Obama outlines budget-cutting agenda at press conference

In what was billed as the last press conference of his first term, US President Barack Obama laid out an agenda for his next term that will be focused on slashing hundreds of billions of dollars from federal health care and retirement programs, including Medicare and Social Security.

Obama employed a heavy dose of demagogy, seeking to present his administration as an opponent of Republican demands for austerity. In fact, differences between the two parties center largely on tactical disagreements over the precise mechanism by which cuts will be imposed.

The bulk of the press conference was focused on threats from House Republicans to refuse to raise the US debt limit without an agreement on huge spending cuts. The debt ceiling, which is due to be breached sometime next month, must be raised by Congress. If Congress does not do so, the federal government will be unable to pay some of its bills.

In 2011, both the Democrats and Republicans utilized a debt ceiling crisis—which resulted in the decision by Standard and Poor's to downgrade US debt—to push through major austerity measures. These included several of the components of the “fiscal cliff.” At the beginning of the New Year, Obama reached an agreement with Republicans to extend most tax cuts that were part of the cliff, while delaying automatic spending cuts for two months.

In insisting that the debt ceiling not be used as a “bargaining chip,” Obama is expressing the concerns of dominant sections of the ruling class that doing so could imperil confidence in the US dollar and American debt.

“While I’m willing to compromise and find common ground over how to reduce our deficits” Obama insisted, “America cannot afford another debate with this Congress about whether or not they should pay the bills they’ve already racked up.” He added, “Let’s give our businesses and the world the certainty that our economy and our reputation are still second to none.”

The preference of the Obama administration is that Republicans and Democrats work out, separately from the debt issue, major cuts in entitlement programs, along with “comprehensive tax reform,” which would involve the lowering of corporate and income tax rates and the elimination of some deductions.

As a model, Obama held up his “grand bargain” framework with House Republican Speaker John Boehner discussed in 2011 and revived at the end of last year.

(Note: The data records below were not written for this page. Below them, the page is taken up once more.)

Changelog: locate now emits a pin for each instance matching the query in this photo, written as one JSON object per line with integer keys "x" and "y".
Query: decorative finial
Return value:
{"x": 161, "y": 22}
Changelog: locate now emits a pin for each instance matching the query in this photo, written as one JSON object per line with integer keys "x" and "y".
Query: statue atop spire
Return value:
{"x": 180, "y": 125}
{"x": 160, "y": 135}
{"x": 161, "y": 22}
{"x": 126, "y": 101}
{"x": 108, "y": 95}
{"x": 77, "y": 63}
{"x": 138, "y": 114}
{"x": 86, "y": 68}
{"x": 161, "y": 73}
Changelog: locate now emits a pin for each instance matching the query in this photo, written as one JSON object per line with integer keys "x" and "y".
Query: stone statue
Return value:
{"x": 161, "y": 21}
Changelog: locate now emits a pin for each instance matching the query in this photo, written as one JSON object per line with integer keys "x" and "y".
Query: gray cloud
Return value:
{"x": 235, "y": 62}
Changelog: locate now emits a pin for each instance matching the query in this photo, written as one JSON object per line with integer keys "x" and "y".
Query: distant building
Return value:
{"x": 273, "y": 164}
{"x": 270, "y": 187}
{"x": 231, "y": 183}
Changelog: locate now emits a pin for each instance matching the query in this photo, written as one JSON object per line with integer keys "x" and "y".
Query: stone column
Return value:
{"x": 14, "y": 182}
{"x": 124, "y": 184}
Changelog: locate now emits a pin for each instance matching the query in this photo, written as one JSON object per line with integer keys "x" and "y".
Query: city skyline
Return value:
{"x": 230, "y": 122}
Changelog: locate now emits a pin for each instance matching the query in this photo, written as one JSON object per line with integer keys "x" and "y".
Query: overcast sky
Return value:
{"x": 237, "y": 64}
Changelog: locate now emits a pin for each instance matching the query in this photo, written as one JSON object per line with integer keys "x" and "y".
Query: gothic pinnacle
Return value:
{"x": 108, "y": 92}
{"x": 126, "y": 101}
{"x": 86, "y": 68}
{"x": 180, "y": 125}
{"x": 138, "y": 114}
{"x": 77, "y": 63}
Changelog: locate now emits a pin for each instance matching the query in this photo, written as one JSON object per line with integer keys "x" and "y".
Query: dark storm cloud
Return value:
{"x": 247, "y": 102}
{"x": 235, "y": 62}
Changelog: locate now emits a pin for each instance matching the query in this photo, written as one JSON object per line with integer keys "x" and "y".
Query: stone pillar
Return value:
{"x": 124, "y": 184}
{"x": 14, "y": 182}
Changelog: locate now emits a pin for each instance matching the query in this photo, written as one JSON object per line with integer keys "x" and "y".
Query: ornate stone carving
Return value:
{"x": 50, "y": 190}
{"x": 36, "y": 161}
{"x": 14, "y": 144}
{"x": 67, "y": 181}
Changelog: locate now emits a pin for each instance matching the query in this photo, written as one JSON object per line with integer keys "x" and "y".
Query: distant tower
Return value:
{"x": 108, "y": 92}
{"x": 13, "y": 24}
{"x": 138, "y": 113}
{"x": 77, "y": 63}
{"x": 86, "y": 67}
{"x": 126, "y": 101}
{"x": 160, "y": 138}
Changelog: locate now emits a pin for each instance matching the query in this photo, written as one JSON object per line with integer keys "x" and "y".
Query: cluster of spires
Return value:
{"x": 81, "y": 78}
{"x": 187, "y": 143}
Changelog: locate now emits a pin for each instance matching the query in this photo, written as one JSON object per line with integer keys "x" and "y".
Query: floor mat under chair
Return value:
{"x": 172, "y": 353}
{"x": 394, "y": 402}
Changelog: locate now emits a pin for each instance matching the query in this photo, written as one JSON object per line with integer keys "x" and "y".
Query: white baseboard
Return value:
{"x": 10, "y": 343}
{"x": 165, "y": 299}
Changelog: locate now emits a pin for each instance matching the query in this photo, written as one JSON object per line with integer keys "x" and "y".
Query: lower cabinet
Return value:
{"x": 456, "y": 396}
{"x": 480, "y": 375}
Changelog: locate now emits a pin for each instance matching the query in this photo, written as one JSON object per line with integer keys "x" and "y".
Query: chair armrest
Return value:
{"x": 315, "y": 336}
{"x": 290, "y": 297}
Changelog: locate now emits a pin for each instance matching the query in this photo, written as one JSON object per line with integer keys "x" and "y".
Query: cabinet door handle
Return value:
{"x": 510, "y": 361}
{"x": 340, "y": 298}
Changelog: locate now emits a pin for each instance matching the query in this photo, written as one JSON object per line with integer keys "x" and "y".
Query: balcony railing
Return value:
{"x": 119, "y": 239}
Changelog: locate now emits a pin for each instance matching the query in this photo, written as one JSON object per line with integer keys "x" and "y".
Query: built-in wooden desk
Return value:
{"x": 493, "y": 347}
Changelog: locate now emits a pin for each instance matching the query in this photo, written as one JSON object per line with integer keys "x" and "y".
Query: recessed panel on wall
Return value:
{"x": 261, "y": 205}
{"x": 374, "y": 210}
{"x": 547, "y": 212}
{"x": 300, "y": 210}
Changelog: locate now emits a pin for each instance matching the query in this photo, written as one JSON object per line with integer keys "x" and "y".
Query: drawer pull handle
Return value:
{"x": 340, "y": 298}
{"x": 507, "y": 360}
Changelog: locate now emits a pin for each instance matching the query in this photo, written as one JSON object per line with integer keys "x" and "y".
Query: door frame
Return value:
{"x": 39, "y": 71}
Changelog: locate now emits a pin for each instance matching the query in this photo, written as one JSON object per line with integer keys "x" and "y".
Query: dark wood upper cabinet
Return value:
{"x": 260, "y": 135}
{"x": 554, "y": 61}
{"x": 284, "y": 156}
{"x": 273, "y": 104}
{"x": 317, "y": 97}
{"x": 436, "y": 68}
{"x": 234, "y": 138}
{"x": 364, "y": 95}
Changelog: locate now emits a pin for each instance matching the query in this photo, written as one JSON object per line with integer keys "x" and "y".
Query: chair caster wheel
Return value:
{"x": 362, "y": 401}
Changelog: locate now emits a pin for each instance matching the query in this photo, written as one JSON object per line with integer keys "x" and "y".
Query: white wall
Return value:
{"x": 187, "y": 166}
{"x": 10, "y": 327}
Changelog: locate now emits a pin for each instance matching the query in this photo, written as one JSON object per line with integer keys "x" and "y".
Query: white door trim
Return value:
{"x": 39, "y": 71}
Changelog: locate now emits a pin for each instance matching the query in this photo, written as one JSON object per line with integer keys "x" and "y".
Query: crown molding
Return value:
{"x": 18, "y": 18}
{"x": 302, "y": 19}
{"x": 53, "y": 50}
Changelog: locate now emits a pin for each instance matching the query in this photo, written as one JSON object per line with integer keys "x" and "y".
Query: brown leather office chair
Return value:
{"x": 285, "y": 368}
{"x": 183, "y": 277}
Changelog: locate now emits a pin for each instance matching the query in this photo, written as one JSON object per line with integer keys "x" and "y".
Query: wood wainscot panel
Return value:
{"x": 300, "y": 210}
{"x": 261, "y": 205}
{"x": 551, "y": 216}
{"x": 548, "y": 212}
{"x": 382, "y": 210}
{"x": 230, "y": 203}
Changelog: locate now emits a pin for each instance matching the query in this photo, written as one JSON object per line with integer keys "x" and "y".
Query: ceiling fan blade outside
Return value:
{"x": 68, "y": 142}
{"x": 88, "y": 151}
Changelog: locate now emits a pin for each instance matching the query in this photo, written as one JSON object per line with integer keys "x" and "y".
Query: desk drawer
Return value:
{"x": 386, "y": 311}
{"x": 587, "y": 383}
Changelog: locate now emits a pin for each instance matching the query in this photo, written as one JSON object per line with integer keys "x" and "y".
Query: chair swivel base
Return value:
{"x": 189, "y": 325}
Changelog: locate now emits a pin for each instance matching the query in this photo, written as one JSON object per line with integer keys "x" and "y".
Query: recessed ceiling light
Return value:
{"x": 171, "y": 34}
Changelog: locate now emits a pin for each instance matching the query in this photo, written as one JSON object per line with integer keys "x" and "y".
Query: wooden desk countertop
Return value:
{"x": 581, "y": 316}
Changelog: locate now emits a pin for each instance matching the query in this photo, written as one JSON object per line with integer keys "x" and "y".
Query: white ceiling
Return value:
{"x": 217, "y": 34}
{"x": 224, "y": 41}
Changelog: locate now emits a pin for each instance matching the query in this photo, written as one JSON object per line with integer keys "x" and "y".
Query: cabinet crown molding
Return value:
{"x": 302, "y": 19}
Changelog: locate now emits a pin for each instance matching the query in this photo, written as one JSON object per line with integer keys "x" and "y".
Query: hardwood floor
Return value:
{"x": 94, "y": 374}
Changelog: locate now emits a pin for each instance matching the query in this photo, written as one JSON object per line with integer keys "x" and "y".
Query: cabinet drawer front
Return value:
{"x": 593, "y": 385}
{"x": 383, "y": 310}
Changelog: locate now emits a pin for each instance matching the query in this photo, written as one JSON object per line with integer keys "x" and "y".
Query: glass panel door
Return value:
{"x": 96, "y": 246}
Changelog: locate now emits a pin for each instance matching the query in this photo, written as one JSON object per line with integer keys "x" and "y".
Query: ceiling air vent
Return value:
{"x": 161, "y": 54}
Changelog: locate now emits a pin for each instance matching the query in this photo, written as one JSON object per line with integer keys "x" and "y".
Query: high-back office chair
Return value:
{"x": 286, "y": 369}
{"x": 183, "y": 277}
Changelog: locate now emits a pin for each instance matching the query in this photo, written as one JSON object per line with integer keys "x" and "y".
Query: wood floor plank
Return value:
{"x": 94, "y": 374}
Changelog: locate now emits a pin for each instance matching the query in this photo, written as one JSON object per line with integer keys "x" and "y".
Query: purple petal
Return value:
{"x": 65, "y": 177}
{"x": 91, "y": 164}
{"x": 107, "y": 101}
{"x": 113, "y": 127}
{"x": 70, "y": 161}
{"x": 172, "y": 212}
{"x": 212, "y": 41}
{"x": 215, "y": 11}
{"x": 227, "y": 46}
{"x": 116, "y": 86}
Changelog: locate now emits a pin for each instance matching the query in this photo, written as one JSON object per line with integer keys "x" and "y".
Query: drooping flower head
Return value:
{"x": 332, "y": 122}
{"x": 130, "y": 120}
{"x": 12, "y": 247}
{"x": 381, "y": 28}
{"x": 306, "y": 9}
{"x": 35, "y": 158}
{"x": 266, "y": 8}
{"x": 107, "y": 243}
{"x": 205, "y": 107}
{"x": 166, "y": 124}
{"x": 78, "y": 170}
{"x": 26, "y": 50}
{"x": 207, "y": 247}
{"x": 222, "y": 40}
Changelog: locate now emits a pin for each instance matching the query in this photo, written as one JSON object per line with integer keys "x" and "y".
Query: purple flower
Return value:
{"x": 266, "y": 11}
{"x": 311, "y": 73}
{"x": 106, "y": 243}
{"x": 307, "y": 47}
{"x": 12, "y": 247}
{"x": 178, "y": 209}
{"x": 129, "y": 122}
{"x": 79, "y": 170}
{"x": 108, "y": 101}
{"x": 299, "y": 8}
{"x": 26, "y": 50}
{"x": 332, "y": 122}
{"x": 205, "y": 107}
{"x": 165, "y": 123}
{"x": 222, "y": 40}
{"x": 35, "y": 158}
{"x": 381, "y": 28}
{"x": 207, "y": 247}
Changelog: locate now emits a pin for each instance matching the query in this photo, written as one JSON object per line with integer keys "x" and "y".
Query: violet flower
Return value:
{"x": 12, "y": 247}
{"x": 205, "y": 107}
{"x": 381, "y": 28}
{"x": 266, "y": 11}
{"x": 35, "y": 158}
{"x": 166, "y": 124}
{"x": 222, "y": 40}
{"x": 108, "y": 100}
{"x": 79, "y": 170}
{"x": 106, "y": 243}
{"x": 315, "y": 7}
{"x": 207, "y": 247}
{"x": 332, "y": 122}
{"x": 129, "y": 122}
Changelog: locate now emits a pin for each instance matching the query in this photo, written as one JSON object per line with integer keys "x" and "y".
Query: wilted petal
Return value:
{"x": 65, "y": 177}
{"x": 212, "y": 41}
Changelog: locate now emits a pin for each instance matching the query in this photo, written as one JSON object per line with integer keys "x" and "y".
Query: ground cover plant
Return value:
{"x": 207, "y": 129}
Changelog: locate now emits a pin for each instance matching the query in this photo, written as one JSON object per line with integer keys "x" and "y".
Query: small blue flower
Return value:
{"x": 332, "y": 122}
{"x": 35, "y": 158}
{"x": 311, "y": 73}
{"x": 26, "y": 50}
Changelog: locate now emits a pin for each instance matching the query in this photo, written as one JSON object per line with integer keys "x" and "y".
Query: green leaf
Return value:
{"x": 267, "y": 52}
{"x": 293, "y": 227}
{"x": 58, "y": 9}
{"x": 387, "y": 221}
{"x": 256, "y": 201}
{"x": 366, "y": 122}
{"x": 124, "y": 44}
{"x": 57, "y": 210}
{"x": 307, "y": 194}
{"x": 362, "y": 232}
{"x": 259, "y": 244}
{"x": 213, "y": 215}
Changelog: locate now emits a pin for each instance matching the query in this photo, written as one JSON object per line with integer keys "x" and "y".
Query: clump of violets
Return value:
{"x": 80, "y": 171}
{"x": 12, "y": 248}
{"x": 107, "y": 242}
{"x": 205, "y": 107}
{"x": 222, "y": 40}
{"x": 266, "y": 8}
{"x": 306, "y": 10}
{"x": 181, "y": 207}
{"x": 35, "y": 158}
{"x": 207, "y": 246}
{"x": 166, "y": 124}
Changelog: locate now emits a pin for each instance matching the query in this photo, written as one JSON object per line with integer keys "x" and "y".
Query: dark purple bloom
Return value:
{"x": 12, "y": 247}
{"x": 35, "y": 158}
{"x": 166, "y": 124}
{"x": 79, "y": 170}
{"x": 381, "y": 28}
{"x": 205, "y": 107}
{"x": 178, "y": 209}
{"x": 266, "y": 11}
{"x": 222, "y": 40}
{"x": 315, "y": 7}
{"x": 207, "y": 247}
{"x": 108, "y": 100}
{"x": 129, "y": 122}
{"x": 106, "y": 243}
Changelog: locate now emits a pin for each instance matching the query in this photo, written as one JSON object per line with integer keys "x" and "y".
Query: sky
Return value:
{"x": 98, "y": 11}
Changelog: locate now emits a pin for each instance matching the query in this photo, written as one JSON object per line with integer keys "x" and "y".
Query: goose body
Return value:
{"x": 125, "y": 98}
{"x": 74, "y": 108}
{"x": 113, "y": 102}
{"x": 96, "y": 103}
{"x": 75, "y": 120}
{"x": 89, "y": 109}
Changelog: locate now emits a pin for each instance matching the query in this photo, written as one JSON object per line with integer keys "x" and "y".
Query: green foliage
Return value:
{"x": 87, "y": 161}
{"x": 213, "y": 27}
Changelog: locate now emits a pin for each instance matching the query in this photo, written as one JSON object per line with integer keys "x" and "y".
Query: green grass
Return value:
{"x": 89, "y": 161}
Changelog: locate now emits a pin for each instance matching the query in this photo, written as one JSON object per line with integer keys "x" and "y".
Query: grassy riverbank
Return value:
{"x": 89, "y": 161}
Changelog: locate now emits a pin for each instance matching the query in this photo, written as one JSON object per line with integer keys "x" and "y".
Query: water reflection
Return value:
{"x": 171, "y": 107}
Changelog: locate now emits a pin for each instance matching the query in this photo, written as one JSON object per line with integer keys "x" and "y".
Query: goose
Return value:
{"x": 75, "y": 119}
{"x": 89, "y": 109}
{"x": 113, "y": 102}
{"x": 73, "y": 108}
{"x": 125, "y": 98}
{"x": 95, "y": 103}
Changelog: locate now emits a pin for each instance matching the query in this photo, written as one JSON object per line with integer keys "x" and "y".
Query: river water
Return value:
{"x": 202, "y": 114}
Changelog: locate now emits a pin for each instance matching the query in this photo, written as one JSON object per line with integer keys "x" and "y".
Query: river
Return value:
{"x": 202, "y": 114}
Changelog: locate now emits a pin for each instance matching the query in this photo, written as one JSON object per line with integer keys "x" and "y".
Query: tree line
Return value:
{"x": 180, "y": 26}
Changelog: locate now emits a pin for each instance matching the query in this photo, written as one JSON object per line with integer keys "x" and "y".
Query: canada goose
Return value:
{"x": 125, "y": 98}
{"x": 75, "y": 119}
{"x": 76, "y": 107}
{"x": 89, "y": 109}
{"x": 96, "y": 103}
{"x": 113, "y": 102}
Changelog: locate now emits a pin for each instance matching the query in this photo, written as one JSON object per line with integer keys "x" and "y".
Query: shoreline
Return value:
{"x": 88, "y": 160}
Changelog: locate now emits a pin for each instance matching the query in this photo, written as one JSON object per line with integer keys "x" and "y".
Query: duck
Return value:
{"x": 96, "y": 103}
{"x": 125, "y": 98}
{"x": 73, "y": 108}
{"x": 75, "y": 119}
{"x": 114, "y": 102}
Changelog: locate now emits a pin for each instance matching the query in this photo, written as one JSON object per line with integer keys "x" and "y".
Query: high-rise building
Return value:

The discussions with Boehner reportedly revolved around some $900 billion in spending cuts. Specific measures included raising the retirement age for Medicare eligibility from 65 to 67 and reducing cost-of-living increases for Social Security. These measures, which are in fact only the beginning of the cuts that are being planned, will lead to fewer elderly people with health insurance and an increase in poverty among retirees.

Spelling out the bipartisan agenda, Obama said at the press conference, “If the goal is to make sure that we are being responsible about our debt and our deficit—if that’s the conversation we’re having, I’m happy to have that conversation. And by closing some additional loopholes through tax reform, which Speaker Boehner has acknowledged can raise money in a sensible way, and by doing some additional cuts, including making sure we are reducing our health care spending, which is the main driver of our deficits, we can arrive at a package that gets things done.”

Obama referred to the huge cuts in health care in typical Orwellian language as “modest adjustments to programs like Medicare to protect them for future generations.”

In the same breath that he proposed cuts in these very programs, Obama criticized Republicans for seeking to “cut commitments that we’ve made on things like Medicare or Social Security or Medicaid.”

The changes to Social Security, which already pays retired workers far below what is required to meet expenses, would be particularly devastating. Major cuts in benefits are to be pushed through by altering inflation calculations to reduce the annual cost of living adjustment (COLA).

In a recent editorial criticizing this proposal (while at the same time insisting that changes in Social Security can and must be made), the New York Times noted that “the administration appears to have embraced [the change] as a worthy end in itself”—that is, that the cuts are almost certain to be included in any agreement. Altering the inflation formula, the Times noted, would “reduce benefits by some $135 billion over 10 years, and far more in later decades.” This would all come directly from the income of retired workers.

The framework of the agreement that the administration hopes to reach was also made clear by the nomination of Jacob Lew, Obama’s chief of staff, to be treasury secretary. Lew, a former Wall Street executive, was the key Obama administration negotiator during the discussions over the “grand bargain” in 2011.

The thoroughly cynical posturing of the Obama administration cannot conceal the fact that in the past and current “debates” over the deficit, both the Democrats and Republicans are entirely agreed on the most basic issue: that while the corporate and financial elite pulls in record profits, the working class must be made to pay for the capitalist crisis through a drastic reduction of its living standards.